São elegíveis para projetos de PDP as soluções produtivas e tecnológicas para o SUS listadas na Matriz de Desafios Produtivos e Tecnológicos em Saúde e que atendam aos seguintes requisitos:

  • registro sanitário ou perspectiva de submissão em até 36 meses – a partir da data de submissão da proposta de projeto;
  • ausência de restrição de patente que impacte o arranjo proposto ou perda da restrição em até 36 meses a partir da data de submissão da proposta de projeto;
  • aquisição centralizada ou passível de centralização ou aquisição por meio de programas, medidas, iniciativas e ações específicas coordenadas pelo MS, no âmbito do Ceis; e
  • elevada dependência de importações ou previsão de descontinuação do produto.
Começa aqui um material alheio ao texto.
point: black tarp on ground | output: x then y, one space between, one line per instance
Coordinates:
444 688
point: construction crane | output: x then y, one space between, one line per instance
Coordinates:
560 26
São elegíveis para participar de PDPs as IPs ou ICTs e as entidades privadas desenvolvedoras, detentoras, transferidoras ou receptoras da tecnologia (EPs).

A entidade privada nacional poderá, simultaneamente, atuar como receptora e transferidora da tecnologia em um mesmo projeto de PDP, desde que a produção ocorra localmente.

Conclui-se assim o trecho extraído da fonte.